No evidence of Covid-19 leak from Wuhan lab, may have emerged from wildlife trade, say WHO scientists
The experts said that they found a 'link' between the wet market in Wuhan, where people first fell ill, and neighbouring regions in South China where bats were found with viruses
The four World Health Organisation (WHO) scientific experts who travelled to China to probe the Covid-19 pandemic's origins said that contrary to conspiracy theories, there currently is no evidence that suggests the novel coronavirus 'leaked' from a Chinese laboratory in Wuhan.
Instead, the most likely explanation is that the pandemic may have been caused by unfettered wildlife trade in the country, the experts said.
Speaking at a virtual event hosted by the Chatham House think-tank, the experts said that they found a 'link' between the wet market in Wuhan, where people first fell ill, and neighbouring regions in South China where bats were found with viruses.
Dr Peter Daszak, zoologist and president of EcoHealth Alliance, a global nonprofit researching human, animal and environmental health, said, "There was a conduit from Wuhan to the provinces in South China, where the closest relative viruses [to the coronavirus] are found in bats." It is thus possible that the virus crossed into domesticated and farmed animals and arrived in Wuhan on account of wildlife trade, he said.
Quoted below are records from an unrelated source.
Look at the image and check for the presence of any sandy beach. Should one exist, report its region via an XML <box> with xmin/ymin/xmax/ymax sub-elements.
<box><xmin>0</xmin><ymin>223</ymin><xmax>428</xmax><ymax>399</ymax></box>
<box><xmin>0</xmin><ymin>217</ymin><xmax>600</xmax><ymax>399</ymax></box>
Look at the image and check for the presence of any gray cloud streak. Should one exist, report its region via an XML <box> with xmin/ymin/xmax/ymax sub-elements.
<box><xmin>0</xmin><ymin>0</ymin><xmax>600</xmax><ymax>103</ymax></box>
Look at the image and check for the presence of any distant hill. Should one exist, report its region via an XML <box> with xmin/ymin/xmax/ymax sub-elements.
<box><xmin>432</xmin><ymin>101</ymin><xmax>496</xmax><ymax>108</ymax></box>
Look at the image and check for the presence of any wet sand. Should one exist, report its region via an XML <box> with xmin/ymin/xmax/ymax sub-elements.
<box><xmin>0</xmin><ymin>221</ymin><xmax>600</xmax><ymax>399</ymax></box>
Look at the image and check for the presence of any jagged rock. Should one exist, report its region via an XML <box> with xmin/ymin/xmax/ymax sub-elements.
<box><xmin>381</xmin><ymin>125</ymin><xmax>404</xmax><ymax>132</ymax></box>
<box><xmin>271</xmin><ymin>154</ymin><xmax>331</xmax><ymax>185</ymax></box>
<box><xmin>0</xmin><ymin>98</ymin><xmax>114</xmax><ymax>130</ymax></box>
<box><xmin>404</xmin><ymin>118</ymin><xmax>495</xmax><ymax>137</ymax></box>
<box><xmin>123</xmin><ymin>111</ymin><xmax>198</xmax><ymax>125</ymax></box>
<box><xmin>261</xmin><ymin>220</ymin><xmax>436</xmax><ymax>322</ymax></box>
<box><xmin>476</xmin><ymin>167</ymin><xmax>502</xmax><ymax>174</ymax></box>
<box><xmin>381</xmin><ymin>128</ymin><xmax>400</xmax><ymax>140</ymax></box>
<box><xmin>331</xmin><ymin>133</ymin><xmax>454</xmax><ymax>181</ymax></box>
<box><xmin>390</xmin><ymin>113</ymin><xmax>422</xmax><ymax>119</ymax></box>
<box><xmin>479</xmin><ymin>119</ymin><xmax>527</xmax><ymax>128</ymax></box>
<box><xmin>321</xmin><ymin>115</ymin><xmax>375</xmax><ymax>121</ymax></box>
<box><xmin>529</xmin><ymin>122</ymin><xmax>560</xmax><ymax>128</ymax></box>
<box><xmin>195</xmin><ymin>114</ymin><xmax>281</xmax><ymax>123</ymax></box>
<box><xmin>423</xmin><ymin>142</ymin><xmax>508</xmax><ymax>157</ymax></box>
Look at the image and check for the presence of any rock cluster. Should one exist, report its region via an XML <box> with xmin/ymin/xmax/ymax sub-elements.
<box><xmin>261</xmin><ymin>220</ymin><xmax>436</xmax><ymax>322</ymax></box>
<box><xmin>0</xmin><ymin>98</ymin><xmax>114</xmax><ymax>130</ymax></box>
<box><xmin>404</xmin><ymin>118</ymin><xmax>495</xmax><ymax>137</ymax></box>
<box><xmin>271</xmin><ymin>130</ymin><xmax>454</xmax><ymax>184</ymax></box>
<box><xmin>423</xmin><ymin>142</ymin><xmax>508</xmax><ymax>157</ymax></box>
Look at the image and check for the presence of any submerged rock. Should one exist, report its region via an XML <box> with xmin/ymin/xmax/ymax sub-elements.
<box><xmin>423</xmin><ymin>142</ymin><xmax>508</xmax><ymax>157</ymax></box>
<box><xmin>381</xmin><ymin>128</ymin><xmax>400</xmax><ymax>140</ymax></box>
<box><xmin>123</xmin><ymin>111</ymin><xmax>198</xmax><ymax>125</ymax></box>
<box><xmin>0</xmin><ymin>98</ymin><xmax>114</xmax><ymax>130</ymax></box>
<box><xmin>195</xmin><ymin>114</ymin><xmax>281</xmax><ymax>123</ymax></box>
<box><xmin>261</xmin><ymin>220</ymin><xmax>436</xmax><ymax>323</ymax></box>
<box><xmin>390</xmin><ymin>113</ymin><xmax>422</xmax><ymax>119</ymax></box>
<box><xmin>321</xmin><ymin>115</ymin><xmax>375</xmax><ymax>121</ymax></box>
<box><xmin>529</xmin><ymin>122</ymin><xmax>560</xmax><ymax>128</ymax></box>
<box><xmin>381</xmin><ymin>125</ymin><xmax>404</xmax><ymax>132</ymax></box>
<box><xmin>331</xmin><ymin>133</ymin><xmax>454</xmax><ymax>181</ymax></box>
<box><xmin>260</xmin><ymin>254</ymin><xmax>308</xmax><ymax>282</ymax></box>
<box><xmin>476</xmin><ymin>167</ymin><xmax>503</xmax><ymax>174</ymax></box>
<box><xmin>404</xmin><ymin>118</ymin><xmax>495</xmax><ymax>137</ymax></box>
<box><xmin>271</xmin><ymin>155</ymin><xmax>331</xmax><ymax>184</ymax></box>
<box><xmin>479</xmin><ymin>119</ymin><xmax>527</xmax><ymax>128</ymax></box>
Dr Daszak was a part of the four-member expert team sent by WHO, along with Professor David Heymann, Professor Marion Koopmans, and Professor John Watson.
Koopmans, the Head of the Department of Viroscience at Erasmus University Medical Center in Rotterdam, said that as part of their investigation, the team had also visited the three laboratories closest to the Huanan market in Wuhan and scrutinised their protocols and research.
"We concluded that it's extremely unlikely there was a lab incident," she said."
Incidentally, the three aforementioned laboratories, including the much talked about Wuhan Institute of Virology, Chinese Academy of Sciences, have been the focus of several conspiracy theories and unfounded speculations on the origins of the virus, partly fueled by internet forums and imageboards playing the market for rumours.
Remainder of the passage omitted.